For new borrowers who take out student loans after July 1, 2026, they will only have two options: a new Standard Plan, or an income-driven repayment plan called the Repayment Assistance Plan (RAP). Furthermore, new borrowers will face lower student loan borrowing limits and changes to loan types.

For existing borrowers, there will not be immediate changes, but between July 2026 and July 2028, the income-contingent repayment plans (ICR, PAYE, and SAVE) will be eliminated, and borrowers will have to migrate to a modified version of Income-Based Repayment (IBR).

This changes will have a dramatic effect on both how families pay for college, as well as how they repay their existing student loan obligations.

Changes For New Student Loan Borrowers

For students who take out student loans after July 1, 2026, there are changes in both the student loan limits, and the repayment plan options available.

While undergraduate borrowing limits remain the same, there will be new limits on Parent PLUS loans of $20,000 per year, per student, and $65,000 overall.

Graduate students face the elimination of Grad PLUS Loans, which previously had no limit. Graduate students will have the current $20,500 annual limit, and a $100,000 lifetime, while professional students will have the $50,000 annual limit and $200,000 lifetime.

For current graduate students, there is a three academic year grace period to use the current Grad PLUS Loans if you’ve already borrowed one before June 30, 2026.

On the repayment side, new borrowers will only have access to two plans: a standard plan that provides level payments over a set period of time, and the new income-based Repayment Assistance Plan (RAP).

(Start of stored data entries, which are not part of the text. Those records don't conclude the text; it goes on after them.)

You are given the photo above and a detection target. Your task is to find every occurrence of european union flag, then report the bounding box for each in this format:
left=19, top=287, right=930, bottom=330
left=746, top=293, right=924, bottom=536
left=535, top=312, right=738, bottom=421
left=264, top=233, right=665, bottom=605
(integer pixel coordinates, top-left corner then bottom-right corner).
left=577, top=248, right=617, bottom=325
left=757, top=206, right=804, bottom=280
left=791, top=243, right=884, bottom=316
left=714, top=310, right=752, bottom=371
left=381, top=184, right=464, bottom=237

The standard plan will based the repayment timeline on how much the student loan is:

  • 10 Years: $25,000 or less
  • 15 Year: $25,001 to $50,000
  • 20 Year: $50,000 to $100,000
  • 25 Year: $100,001 or More

The RAP Plan bases your student loan payment on your adjusted gross income. Monthly payments start as low as $10, and rise to a maximum of 10% of your AGI if you make over $100,000 per year. Borrowers will receive a $50 monthly discount per each qualifying dependent.

There are several benefits, including the fact that unpaid interest does not accrue, and if your loan payment does not put at least $50 towards your principal each month, you’ll see your principal reduced by $50 automatically. And the balance will be forgiven after 360 qualifying payments (30 years).

Changes For Existing Borrowers

The new law would require the migration of existing income-driven repayment plan borrowers into a modified version of Income-Based Repayment. Between July 1, 2026 and June 30, 2028, the Secretary of Education is to eliminate Income-Contingent Repayment, Pay As You Earn (PAYE), and Saving on a Valuable Education (SAVE), along with any associated forbearance.